Petitioner Exxon is a
foreign corporation duly organized and existing under the laws of the State of Delaware, United
States of America. It is authorized to do business in
the Philippines through its Philippine Branch. Exxon is engaged in
the business of selling petroleum products to domestic and international
carriers. In pursuit of its
business, Exxon purchased from Caltex Philippines, Inc. (Caltex) and
Petron Corporation (Petron) Jet A-1 fuel and other petroleum products,
the excise taxes on which were paid for and remitted by both Caltex and Petron. Said taxes, however, were passed on to Exxon which
ultimately shouldered the excise taxes on the fuel and petroleum products.
Exxon filed
administrative claims for refund with the Bureau of Internal Revenue (BIR).
Exxon filed a petition for review
with the CTA claiming a refund or tax of excise taxes paid on Jet A-1 fuel
and other petroleum products it sold to international carriers from November
2001 to June 2002.
During
Exxons preparation of evidence, the CIR filed a motion dated January 28,
2005 to first resolve the issue of whether or not Exxon was the proper
party to ask for a refund. Exxon filed its opposition to the motion
Issue: Whether or not petitioner is the proper party to ask for
refund?
Held:
Exxon argues that having paid the
excise taxes on the petroleum products sold to international carriers, it is a
real party in interest consistent with the rules and jurisprudence.
It reasons out that the subject of the exemption is neither
the seller nor the buyer of the petroleum products, but the products
themselves, so long as they are sold to international carriers for use in
international flight operations, or to exempt entities covered by tax treaties,
conventions and other international agreements for their use or consumption,
among other conditions.
Thus, as the exemption granted under Section 135 attaches to
the petroleum products and not to the seller, the exemption will apply
regardless of whether the same were sold by its manufacturer or its distributor
for two reasons. First, Section 135 does not require that to be
exempt from excise tax, the products should be sold by the manufacturer or producer. Second,
the legislative intent was precisely to make Section 135 independent from
Sections 129 and 130 of the NIRC, stemming from the fact that unlike other
products subject to excise tax, petroleum products of this nature have become
subject to preferential tax treatment by virtue of either specific
international agreements or simply of international reciprocity.

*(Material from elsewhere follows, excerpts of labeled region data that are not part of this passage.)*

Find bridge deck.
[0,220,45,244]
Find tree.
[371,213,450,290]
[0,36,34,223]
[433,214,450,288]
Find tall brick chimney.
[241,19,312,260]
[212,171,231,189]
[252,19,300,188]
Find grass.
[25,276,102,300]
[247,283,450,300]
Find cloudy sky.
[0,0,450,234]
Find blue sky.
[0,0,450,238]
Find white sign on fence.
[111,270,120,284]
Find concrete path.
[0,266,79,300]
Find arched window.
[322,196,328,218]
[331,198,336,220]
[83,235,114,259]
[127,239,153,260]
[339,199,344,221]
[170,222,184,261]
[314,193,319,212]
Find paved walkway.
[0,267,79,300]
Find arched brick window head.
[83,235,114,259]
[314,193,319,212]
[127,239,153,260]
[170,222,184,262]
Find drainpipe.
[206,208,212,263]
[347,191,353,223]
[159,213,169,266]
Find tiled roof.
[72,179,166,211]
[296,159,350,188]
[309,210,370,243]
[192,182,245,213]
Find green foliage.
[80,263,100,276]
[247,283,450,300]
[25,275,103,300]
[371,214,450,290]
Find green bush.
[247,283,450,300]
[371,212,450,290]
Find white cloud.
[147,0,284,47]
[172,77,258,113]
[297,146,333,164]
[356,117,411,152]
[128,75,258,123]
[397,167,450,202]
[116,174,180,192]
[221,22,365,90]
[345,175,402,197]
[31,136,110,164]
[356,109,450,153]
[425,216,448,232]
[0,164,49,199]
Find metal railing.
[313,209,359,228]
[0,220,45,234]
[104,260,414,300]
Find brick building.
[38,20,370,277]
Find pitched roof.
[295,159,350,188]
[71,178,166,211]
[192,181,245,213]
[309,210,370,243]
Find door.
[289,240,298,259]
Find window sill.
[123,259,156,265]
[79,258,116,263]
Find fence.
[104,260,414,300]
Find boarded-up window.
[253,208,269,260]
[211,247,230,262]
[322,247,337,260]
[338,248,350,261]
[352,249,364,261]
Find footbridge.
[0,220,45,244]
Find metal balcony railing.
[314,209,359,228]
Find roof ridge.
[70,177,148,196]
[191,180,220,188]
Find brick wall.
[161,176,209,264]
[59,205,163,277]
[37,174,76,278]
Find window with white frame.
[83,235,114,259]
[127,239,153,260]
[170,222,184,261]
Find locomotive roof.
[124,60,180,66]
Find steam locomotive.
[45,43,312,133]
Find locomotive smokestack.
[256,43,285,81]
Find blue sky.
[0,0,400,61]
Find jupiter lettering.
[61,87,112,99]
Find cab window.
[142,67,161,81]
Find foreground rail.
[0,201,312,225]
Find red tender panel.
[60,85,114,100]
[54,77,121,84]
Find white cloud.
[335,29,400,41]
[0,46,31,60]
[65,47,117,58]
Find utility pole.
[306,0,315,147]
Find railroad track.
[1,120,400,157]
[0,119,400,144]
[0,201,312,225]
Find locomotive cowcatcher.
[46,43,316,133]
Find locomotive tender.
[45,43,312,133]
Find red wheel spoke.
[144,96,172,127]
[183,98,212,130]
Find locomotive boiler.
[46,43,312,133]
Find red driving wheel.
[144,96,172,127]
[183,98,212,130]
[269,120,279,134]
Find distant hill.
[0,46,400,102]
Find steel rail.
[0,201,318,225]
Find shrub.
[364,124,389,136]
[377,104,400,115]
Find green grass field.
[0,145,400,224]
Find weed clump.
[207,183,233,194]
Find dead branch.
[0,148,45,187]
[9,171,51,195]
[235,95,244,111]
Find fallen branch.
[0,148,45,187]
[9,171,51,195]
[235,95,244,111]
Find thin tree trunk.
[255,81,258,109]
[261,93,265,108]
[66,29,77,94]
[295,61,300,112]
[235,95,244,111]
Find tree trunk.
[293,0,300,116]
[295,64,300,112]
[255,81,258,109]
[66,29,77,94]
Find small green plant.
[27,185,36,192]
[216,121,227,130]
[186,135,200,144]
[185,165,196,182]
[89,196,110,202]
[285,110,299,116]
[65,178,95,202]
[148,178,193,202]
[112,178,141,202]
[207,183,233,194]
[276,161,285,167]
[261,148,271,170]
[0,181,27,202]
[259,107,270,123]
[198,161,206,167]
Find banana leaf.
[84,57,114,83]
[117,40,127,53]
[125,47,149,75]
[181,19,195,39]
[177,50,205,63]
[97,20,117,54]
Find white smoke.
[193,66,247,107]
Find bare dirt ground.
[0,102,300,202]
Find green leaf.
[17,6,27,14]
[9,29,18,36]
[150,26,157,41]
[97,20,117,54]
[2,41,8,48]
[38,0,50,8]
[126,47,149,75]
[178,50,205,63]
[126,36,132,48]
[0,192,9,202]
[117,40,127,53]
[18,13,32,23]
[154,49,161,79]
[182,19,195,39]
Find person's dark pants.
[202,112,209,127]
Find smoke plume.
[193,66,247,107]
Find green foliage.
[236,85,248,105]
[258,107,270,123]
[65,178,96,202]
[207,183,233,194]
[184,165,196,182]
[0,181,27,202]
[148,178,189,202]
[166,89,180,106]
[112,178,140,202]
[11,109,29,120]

The CTA En Banc, thus, held that:
The determination of who is the
taxpayer plays a pivotal role in claims for refund because the same law
provides that it is only the taxpayer who has the legal personality to ask for
a refund in case of erroneous payment of taxes. Section 204 (C) of the 1997
NIRC, [provides] in part, as follows:
SEC. 204. Authority of the Commissioner to Compromise, Abate, and Refund
or Credit Taxes. The Commissioner may
(C) Credit
or refund taxes erroneously or illegally received or penalties imposed
without authority, refund the value of internal revenue stamps when they are
returned in good condition by the purchaser, and, in his discretion, redeem or
change unused stamps that have been rendered unfit for use and refund their
value upon proof of destruction. No credit or refund of taxes or penalties
shall be allowed unless the taxpayer files in writing with the
Commissioner a claim for credit or refund within two (2) years after
the payment of the tax or penalty: Provided, however, That a return showing an
overpayment shall be considered as a written claim for credit or refund.
Therefore,
as Exxon is not the party statutorily liable for payment of excise taxes under
Section 130, in relation to Section 129 of the NIRC, it is not the proper party
to claim a refund of any taxes erroneously paid.